En Bolivia, vivimos rodeados de violencia. Esta violencia le cuesta al país 1700 millones de dólares al año: una cantidad que supera ampliamente la suma de lo invertido en educación y en salud. Con más de 55 muertes violentas por cada 100 mil habitantes al año, el país está, desde hace varios años, en la lista de los más violentos del continente.
"In Bolivien leben wir umgeben von Gewalt. Diese Gewalt kostet das Land knapp 1700 Millionen Dollar im Jahr: Ein Betrag, der über dem liegt, der in Bildung und Gesundheit investiert wird. Mit mehr als 55 Toten  pro 100 Millionen Einwohner im Jahr - durch Einwirkung von Gewalt, ist dieses Land seit einigen Jahren in der Liste der gewalttätigsten Länder des Kontinentes."
Una mirada atenta nos permitirá reconocer que la violencia está en todas partes y se expresa de formas distintas: – algunas de ellas muy sutiles – en la familia, en las iglesias, en los ambientes laborales, en la calle, en los estadios, en las aulas y en los supermercados. 
"Ein aufmerksamer Blick lässt uns erkennen, dass Gewalt in den unterschiedlichsten Formen und an allen möglichen Orten vorhanden ist - in der Kirche, auf der Arbeit, in der Straße, im Stadion, im Klassenzimmer, in den Supermärkten und in Familien."
Ich bin zuvor noch nie mit so viel Gewalt in Familien konfrontiert worden, wie hier. So ziemlich in meinen ersten Tagen, als ich noch weniger Spanisch konnte, kam ein Junge zu mir und zeigte mir seinen Gürtel. Ich dachte mir dieser wäre vielleicht neu und er wolle ihn mir stolz präsentieren, was Kinder ja gerne tun. Ganz im Gegenteil. Denn er wollte mir sagen, dass ihn seine Mama damit ins Gesicht geschlagen habe. Anschließend hat er einen anderen Jungen gefragt, ob seine Mama auch so böse sei. Dieser hatte mit „Ja“ geantwortet. Auch er kam eines Tages mit unheimlich vielen Beulen auf dem Kopf, Kratzern im Gesicht und blauen Flecken am Körper in den Kindergarten – nachdem er sowieso schon mehr als eine Woche nicht erschienen ist. Ich mag mir gar nicht vorstellen, wie er vorher ausgesehen haben mag. Auf die Frage hin, wer ihm das angetan habe, sagte er seine Schwester. Seine Schwester ist fünf Jahre alt. Im weiteren Gespräch hat sich herausgestellt, dass es der betrunkene Freund seiner Mutter gewesen ist. Gewalt scheint jedoch für viele Frauen kein Trennungsgrund zu sein. Nicht selten sieht man Frauen mit Hämatomen, ausgeschlagenen Zähnen oder blutigen Wunden in Gesicht und Körper. Ich weiß nicht was es genau ist, was sie an ihren gewalttätigen Partnern hält.

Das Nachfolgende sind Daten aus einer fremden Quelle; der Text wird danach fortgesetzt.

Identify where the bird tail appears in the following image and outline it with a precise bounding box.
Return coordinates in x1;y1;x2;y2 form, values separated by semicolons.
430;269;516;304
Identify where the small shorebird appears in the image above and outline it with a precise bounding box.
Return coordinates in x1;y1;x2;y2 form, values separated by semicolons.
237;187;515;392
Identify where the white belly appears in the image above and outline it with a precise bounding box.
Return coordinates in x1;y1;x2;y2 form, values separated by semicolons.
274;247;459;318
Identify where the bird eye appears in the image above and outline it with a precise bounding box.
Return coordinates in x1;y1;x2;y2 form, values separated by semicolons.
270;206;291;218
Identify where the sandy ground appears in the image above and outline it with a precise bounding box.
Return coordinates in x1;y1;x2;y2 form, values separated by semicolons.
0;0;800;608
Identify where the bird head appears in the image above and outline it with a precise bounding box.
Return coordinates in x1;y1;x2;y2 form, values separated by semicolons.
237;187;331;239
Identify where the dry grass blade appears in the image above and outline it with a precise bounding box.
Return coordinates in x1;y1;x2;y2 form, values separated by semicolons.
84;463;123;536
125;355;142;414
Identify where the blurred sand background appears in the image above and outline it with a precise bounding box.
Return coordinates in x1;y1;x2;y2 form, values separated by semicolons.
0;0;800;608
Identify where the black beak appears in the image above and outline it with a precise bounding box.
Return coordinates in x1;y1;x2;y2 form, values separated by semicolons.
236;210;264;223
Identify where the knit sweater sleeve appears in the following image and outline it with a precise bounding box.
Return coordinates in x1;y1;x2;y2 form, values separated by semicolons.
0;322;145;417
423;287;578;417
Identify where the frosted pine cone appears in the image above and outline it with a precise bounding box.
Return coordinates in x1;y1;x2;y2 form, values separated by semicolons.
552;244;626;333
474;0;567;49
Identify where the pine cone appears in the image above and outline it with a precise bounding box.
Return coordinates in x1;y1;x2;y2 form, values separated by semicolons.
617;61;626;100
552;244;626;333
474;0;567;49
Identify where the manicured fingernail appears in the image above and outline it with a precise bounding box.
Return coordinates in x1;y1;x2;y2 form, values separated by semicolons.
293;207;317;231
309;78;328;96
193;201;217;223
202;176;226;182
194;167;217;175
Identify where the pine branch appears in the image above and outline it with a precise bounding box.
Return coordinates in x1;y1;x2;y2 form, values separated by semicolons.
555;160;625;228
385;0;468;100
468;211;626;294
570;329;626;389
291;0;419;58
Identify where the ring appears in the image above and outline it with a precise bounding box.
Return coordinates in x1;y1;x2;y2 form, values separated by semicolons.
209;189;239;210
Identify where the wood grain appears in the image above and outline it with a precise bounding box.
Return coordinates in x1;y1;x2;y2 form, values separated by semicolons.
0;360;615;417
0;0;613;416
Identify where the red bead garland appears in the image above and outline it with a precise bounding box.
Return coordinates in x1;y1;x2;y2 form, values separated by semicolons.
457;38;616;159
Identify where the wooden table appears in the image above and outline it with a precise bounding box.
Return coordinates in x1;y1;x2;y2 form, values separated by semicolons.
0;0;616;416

Hinsichtlich dessen erfahren sie jedoch jegliche Unterstützung in unserem Projekt.  
Auch erlebt man Ehepartner, die ihre Kinder betrunken abholen kommen. Oder Kinder, die sich wehren mit ihren Müttern nach Hause zu gehen. Was passiert nur mit einem Kind, das nach dem Kindergarten nicht mit seiner Mama nach Haus gehen will?! Hinsichtlich dessen fühlt man sich oft sehr machtlos. Gewalt kommt auch in anderen Formen vor. Die Kinder sind oft verwahrlost, sind nicht gewaschen, tragen dreckige Kleidung und werden nicht gewickelt, so dass sie in ihrem Genitalbereich wund sind. Natürlich ergeht es nicht allen Kindern so, das darf man nicht vergessen. Immer wieder wird mir bewusst, wie wichtig solche Projekte wie unsere sind. Es gibt so viele Projekte, die verschiedene Klientel unterstützen, aber dennoch gibt es unzählige Menschen, denen nicht geholfen werden kann oder die sich nicht helfen lassen wollen.